When the hurricane season fizzled, the nation was left with a surplus of gas and oil, resulting in a steep plunge in price, Sparano said. Prices appear to be stabilizing now that the excess has been largely used up, he said.

That affects what consumers pay. “Have retail prices… bottomed out for now? The answer is probably yes,” said Hackett, who heads Stillwater Associates consulting in Irvine. “(But) I don’t see any big price spike.”

Tom Kloza, director of editorial content at the Oil Price Information Service, agreed that a major surge in price is unlikely.

“This is not the next march” to $3 a gallon, he said in an e-mail from his office in New Jersey.

Behind the latest uptick is a rebound in the price of crude oil, which crested at more than $77 a barrel over the summer and then fell to around $58.

Now crude is moving back up. Analysts cited the onset of winter, which brings demands for heating oil, along with recent threats by some OPEC oil ministers to scale back production. The price rose $1.33 Thursday to $61.16 on the New York Mercantile Exchange, with traders pointing to uncertainty over the Democrats winning control of Congress.
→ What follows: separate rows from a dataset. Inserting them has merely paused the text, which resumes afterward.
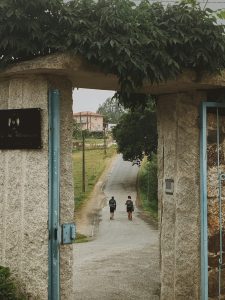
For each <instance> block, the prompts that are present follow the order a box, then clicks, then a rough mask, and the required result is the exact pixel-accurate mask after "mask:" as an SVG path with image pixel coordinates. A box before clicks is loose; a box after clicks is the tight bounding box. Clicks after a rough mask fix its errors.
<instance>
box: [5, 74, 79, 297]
mask: <svg viewBox="0 0 225 300" xmlns="http://www.w3.org/2000/svg"><path fill="white" fill-rule="evenodd" d="M49 87H53V88H59V89H60V91H61V153H62V155H61V174H62V175H61V176H62V177H61V220H60V221H61V223H66V222H73V185H72V161H71V149H72V143H71V142H72V141H71V137H70V134H71V126H72V87H71V85H70V83H69V82H68V81H65V80H62V79H60V78H58V79H57V78H54V79H53V78H45V77H42V76H38V75H37V76H29V78H28V77H27V78H26V77H21V78H12V79H7V80H1V82H0V109H7V108H32V107H39V108H41V109H42V142H43V148H42V149H41V150H0V265H4V266H9V267H10V268H11V270H12V271H13V274H14V275H15V277H16V278H17V279H18V281H19V282H20V283H21V286H22V287H23V288H24V289H25V290H26V292H27V293H28V294H29V295H30V296H31V298H30V299H41V300H44V299H47V298H48V223H47V222H48V88H49ZM61 265H62V267H61V287H62V289H61V293H62V299H63V300H64V299H65V300H67V299H72V295H71V290H72V247H71V246H61Z"/></svg>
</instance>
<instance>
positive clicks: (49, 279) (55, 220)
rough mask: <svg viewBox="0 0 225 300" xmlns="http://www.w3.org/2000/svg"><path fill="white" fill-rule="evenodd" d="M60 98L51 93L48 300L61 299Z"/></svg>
mask: <svg viewBox="0 0 225 300" xmlns="http://www.w3.org/2000/svg"><path fill="white" fill-rule="evenodd" d="M59 186H60V96H59V91H58V90H50V91H49V221H48V228H49V250H48V251H49V274H48V278H49V283H48V299H49V300H59V299H60V275H59V273H60V255H59V247H60V240H61V231H60V225H59V201H60V191H59Z"/></svg>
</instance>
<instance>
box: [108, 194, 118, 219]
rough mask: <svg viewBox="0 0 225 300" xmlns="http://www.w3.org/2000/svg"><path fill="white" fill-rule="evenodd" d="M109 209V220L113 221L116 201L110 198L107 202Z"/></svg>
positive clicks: (115, 207)
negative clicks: (109, 219)
mask: <svg viewBox="0 0 225 300" xmlns="http://www.w3.org/2000/svg"><path fill="white" fill-rule="evenodd" d="M109 209H110V220H113V219H114V211H115V210H116V200H115V199H114V197H113V196H112V198H111V199H110V200H109Z"/></svg>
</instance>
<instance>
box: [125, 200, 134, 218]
mask: <svg viewBox="0 0 225 300" xmlns="http://www.w3.org/2000/svg"><path fill="white" fill-rule="evenodd" d="M125 205H126V206H127V215H128V220H130V221H132V212H133V211H134V203H133V201H132V200H131V196H128V199H127V201H126V203H125Z"/></svg>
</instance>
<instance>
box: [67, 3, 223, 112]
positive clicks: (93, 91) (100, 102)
mask: <svg viewBox="0 0 225 300" xmlns="http://www.w3.org/2000/svg"><path fill="white" fill-rule="evenodd" d="M157 1H159V2H162V3H164V4H169V3H170V4H172V3H174V2H176V0H161V1H160V0H150V2H157ZM65 2H66V1H65ZM134 2H136V3H139V2H140V1H139V0H134ZM199 2H200V4H201V6H202V7H204V6H207V7H210V8H212V9H215V10H217V9H222V8H223V9H225V0H208V1H207V0H200V1H199ZM113 95H114V91H102V90H91V89H78V90H77V89H75V90H74V92H73V111H74V112H80V111H92V112H96V110H97V109H98V107H99V105H100V104H102V103H103V102H104V101H105V100H106V99H107V98H108V97H112V96H113Z"/></svg>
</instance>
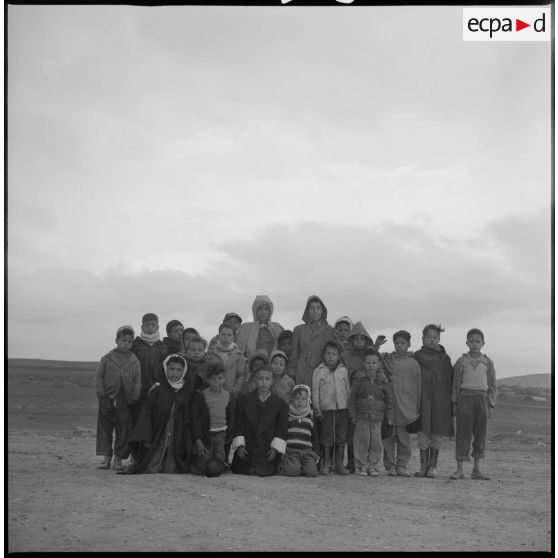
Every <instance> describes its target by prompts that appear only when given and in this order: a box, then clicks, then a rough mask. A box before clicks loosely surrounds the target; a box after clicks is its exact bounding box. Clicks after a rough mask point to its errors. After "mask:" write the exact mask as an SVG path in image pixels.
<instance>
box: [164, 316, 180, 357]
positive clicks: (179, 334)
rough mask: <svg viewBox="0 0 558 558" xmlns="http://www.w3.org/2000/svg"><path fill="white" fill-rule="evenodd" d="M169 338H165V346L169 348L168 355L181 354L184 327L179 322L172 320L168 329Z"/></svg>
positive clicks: (166, 327)
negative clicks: (179, 353) (182, 337)
mask: <svg viewBox="0 0 558 558" xmlns="http://www.w3.org/2000/svg"><path fill="white" fill-rule="evenodd" d="M166 330H167V336H166V337H164V338H163V344H164V345H165V347H166V348H167V355H172V354H175V353H180V351H182V348H183V347H182V333H183V332H184V326H183V325H182V324H181V323H180V322H179V321H178V320H171V321H170V322H169V323H168V324H167V327H166Z"/></svg>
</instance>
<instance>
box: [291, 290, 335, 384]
mask: <svg viewBox="0 0 558 558" xmlns="http://www.w3.org/2000/svg"><path fill="white" fill-rule="evenodd" d="M302 321H303V322H304V323H303V324H300V325H297V326H296V327H295V328H294V329H293V343H292V352H291V355H290V357H289V370H288V374H289V376H290V377H291V378H294V380H295V382H296V383H297V384H304V385H305V386H309V385H312V375H313V372H314V370H315V369H316V366H318V364H320V362H321V358H322V350H323V348H324V345H325V344H326V342H327V341H330V340H333V339H337V334H336V333H335V330H334V329H333V328H332V327H331V326H330V325H329V324H328V322H327V308H326V307H325V305H324V303H323V302H322V299H321V298H320V297H319V296H316V295H312V296H309V297H308V300H307V301H306V307H305V309H304V313H303V315H302Z"/></svg>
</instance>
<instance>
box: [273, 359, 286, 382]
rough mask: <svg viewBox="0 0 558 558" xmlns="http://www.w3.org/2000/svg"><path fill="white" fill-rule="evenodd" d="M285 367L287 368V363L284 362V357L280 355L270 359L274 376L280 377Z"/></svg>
mask: <svg viewBox="0 0 558 558" xmlns="http://www.w3.org/2000/svg"><path fill="white" fill-rule="evenodd" d="M286 368H287V363H286V362H285V359H284V358H283V357H282V356H276V357H274V359H273V360H272V361H271V372H272V374H273V377H274V378H279V377H281V376H282V375H283V372H285V369H286Z"/></svg>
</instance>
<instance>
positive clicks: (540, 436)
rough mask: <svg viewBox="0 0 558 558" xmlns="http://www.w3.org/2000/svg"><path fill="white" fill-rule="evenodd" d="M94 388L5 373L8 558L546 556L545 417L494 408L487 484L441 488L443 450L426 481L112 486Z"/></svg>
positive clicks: (247, 479)
mask: <svg viewBox="0 0 558 558" xmlns="http://www.w3.org/2000/svg"><path fill="white" fill-rule="evenodd" d="M93 385H94V373H92V372H84V371H64V370H60V371H57V370H52V369H51V370H45V369H38V368H9V369H8V398H7V403H8V429H7V436H8V483H7V489H6V492H7V496H8V518H7V519H8V521H7V532H6V537H7V541H8V545H7V548H8V551H9V552H29V551H32V552H46V551H49V552H50V551H64V552H70V551H73V552H80V551H84V552H85V551H96V552H98V551H132V552H138V551H182V552H184V551H547V552H550V550H551V529H552V513H551V512H552V507H551V506H552V503H551V475H552V470H551V465H552V463H551V458H552V456H551V447H550V436H551V434H550V425H551V420H552V417H551V409H550V408H549V407H544V406H536V405H510V404H508V405H506V404H502V405H499V408H497V410H496V414H495V416H494V417H493V419H491V423H490V431H489V436H488V439H489V444H488V451H487V459H486V467H485V469H486V471H487V472H488V473H490V474H491V476H492V480H491V481H473V480H471V479H470V478H466V479H465V480H461V481H452V480H450V479H448V475H449V474H450V473H451V472H452V471H453V470H454V467H455V461H454V442H452V441H451V440H445V441H444V445H443V447H442V450H441V452H440V460H439V472H440V477H439V478H438V479H421V478H414V477H413V478H410V479H405V478H401V477H395V478H392V477H388V476H386V475H385V473H383V474H382V475H381V476H380V477H377V478H373V477H364V478H363V477H358V476H356V475H350V476H344V477H342V476H337V475H330V476H327V477H323V476H321V477H318V478H315V479H308V478H295V479H291V478H285V477H279V476H275V477H268V478H259V477H244V476H240V475H233V474H230V473H228V474H225V475H223V476H221V477H218V478H204V477H196V476H192V475H164V474H157V475H132V476H127V475H124V476H122V475H116V474H115V473H114V471H112V470H100V469H97V465H98V461H99V459H100V458H99V457H96V456H95V430H94V429H95V423H96V399H95V395H94V387H93ZM518 430H521V433H519V434H518V433H517V431H518ZM414 448H416V444H414ZM413 452H414V453H413V457H412V458H411V463H410V469H411V470H413V471H414V470H417V468H418V451H417V450H416V449H414V450H413ZM466 466H467V471H468V472H470V469H471V464H466Z"/></svg>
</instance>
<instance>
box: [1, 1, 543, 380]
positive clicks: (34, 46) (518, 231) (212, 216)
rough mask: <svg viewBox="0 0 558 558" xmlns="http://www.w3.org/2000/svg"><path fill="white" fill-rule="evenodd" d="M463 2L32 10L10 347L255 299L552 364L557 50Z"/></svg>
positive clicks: (458, 348)
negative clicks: (553, 260) (312, 307)
mask: <svg viewBox="0 0 558 558" xmlns="http://www.w3.org/2000/svg"><path fill="white" fill-rule="evenodd" d="M461 25H462V8H461V7H454V6H445V7H425V6H423V7H393V6H391V7H389V6H388V7H357V6H351V7H349V6H343V5H341V4H340V5H339V6H333V7H313V8H303V7H296V6H293V5H288V6H277V7H266V8H264V7H195V6H179V7H156V8H149V7H134V6H55V5H51V6H38V5H29V6H13V5H10V6H8V11H7V33H8V35H7V38H8V47H7V53H8V68H7V76H8V135H9V139H8V197H7V217H8V237H7V241H8V252H7V257H8V298H7V302H8V347H7V348H8V356H10V357H29V358H45V359H50V358H53V359H64V360H98V359H99V358H100V357H101V356H102V355H103V354H104V353H106V352H107V351H108V350H110V349H111V348H112V347H113V346H114V335H115V331H116V329H117V328H118V326H120V325H122V324H131V325H133V326H134V327H135V328H136V329H137V330H139V325H140V322H141V316H142V315H143V314H144V313H146V312H155V313H157V314H158V315H159V317H160V323H161V329H162V333H164V326H165V324H166V322H167V321H169V320H170V319H174V318H177V319H180V320H181V321H183V323H184V325H185V326H193V327H196V328H198V329H199V330H200V332H201V333H202V335H204V336H205V337H207V338H209V337H212V336H213V335H214V334H215V333H216V329H217V326H218V324H219V323H220V321H221V319H222V318H223V316H224V314H225V313H226V312H229V311H235V312H237V313H239V314H240V315H241V316H242V317H243V318H244V319H245V320H248V319H250V318H251V306H252V302H253V299H254V297H255V295H257V294H268V295H269V296H270V297H271V298H272V300H273V301H274V303H275V313H274V320H276V321H278V322H280V323H281V324H282V325H283V326H284V327H285V328H288V329H292V328H293V327H294V326H296V325H297V324H299V323H301V318H302V312H303V309H304V306H305V303H306V299H307V297H308V296H309V295H311V294H318V295H319V296H321V297H322V298H323V300H324V302H325V304H326V306H327V307H328V312H329V316H328V320H329V321H330V323H332V324H333V323H334V322H335V320H336V319H337V318H338V317H340V316H342V315H349V316H350V317H351V318H352V319H353V320H354V321H357V320H360V321H362V322H363V323H364V325H365V326H366V328H367V329H368V331H369V332H370V333H371V335H372V336H374V337H375V336H376V335H378V334H379V333H384V334H385V335H387V336H389V338H390V341H389V342H388V343H387V344H386V345H385V346H384V348H385V349H386V350H392V349H393V345H392V343H391V335H392V334H393V332H394V331H396V330H397V329H402V328H403V329H407V330H409V331H410V332H411V334H412V348H414V349H418V348H419V347H420V345H421V342H420V333H421V330H422V327H423V326H424V325H425V324H426V323H429V322H436V323H440V322H441V324H442V327H444V328H445V329H446V332H445V333H444V334H442V341H441V342H442V344H443V345H444V346H445V348H446V350H447V352H448V353H449V355H450V356H451V357H452V360H455V359H456V358H457V357H458V356H460V354H461V353H462V352H465V351H466V350H467V348H466V346H465V333H466V331H467V329H469V328H471V327H480V328H481V329H483V330H484V332H485V335H486V345H485V348H484V350H485V352H486V353H487V354H488V355H489V356H491V357H492V358H493V360H494V361H495V363H496V372H497V376H498V377H504V376H514V375H519V374H527V373H546V372H550V370H551V366H550V364H551V362H550V359H551V353H550V349H551V342H552V339H551V330H550V308H551V301H550V296H551V281H550V272H551V244H550V238H551V237H550V210H551V209H550V202H551V172H550V161H551V159H550V157H551V145H550V137H551V117H550V101H551V89H550V67H551V66H550V62H551V59H550V43H549V42H532V43H530V42H515V43H514V42H497V43H488V42H463V40H462V31H461Z"/></svg>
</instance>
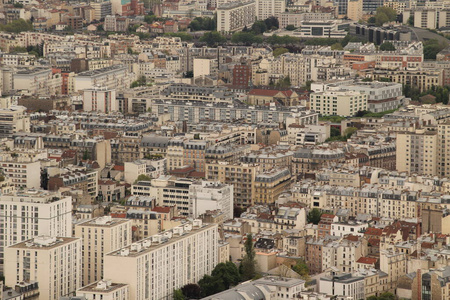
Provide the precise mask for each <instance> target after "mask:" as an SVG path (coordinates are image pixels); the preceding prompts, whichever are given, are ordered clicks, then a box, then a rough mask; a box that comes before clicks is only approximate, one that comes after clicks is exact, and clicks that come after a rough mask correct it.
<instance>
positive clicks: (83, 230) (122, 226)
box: [75, 216, 131, 286]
The high prices earlier this year generated a combined $31.6 billion in third-quarter profits for five of the world’s largest oil companies: ExxonMobil, Chevron, ConocoPhillips, BP and Royal Dutch Shell.

All of which had motorists grumbling at the Bradshaw Road Shell station.

“Somebody’s lining their pockets with the money,” said Stephanie Hoadley as she filled up her Volkswagen Beetle. “Just another thing to be let down about.”